Laser scanning intervenes in nothing — no welding, no cutting, no connection to live lines. But in classified areas, the capture equipment operates under the same control framework as any inspection or measurement activity. In practice, work in high-risk zones is planned for scheduled maintenance windows or turnarounds, when the area has been secured, purged and inerted by operations; scanning happens inside that window, under the corresponding work permits and HSE supervision. Continuous-access areas — service zones, walkways, non-classified areas — can be captured in normal operation. Scope planning defines which areas need special coordination and which can be captured live, so each visit is used efficiently.
A documented 3D plant isn't the finish line — it's the starting point for:
If you operate or manage an oil & gas facility and want to explore how laser scanning integrates with the systems you already run, tell us. The first step is always understanding what information the team needs and the format they can use best.

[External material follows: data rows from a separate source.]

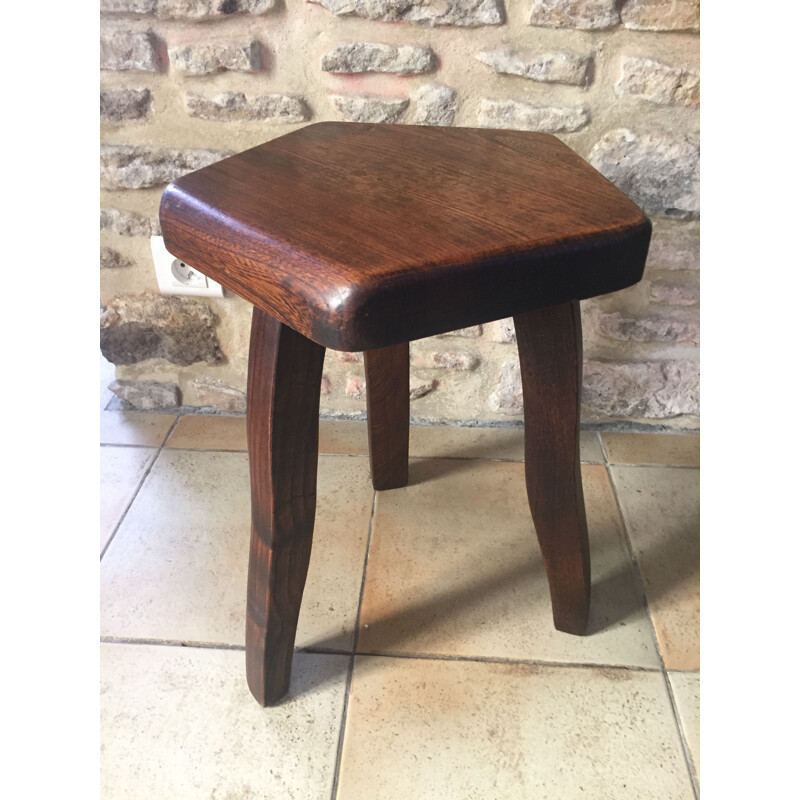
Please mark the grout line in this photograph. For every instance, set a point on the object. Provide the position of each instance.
(603, 448)
(324, 651)
(351, 665)
(171, 643)
(421, 458)
(528, 662)
(138, 489)
(682, 736)
(640, 583)
(358, 455)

We're based in Houston, ISNetworld®-compliant, and mobilize across Texas, Louisiana, Oklahoma and the Gulf Coast. Request a quote or call +1 (832) 746-1497.
Why scan a refinery that already has everything in SAP/Maximo?
Because those systems know an asset exists and its history, but not its exact location in physical space. Laser scanning gives each tagged asset a real 3D coordinate, so teams can locate, measure and plan work from a model instead of walking the field.
Can you generate as-built isometric drawings from the scan?
Yes. Working from the point cloud in Plant 3D or AVEVA, we generate isometrics that reflect the line's real geometry as it exists today — verified against the laser capture, not an outdated drawing.
Is laser scanning safe in classified areas?
Scanning is non-intrusive — no hot work. In Class I classified areas it operates under the facility's HSE controls and work permits, typically during scheduled maintenance windows or turnarounds when the area is secured.
What platforms let my team use the point cloud?
NavVis IVION, FARO Sphere and Leica TruView let the whole team navigate the plant, measure and link asset data from a browser, with no specialized software on each machine.
How does this integrate with our asset-management system?
The scan provides the geospatial layer EAM platforms (SAP PM, IBM Maximo) lack — letting you tie tagged assets to real coordinates and locate them in 3D.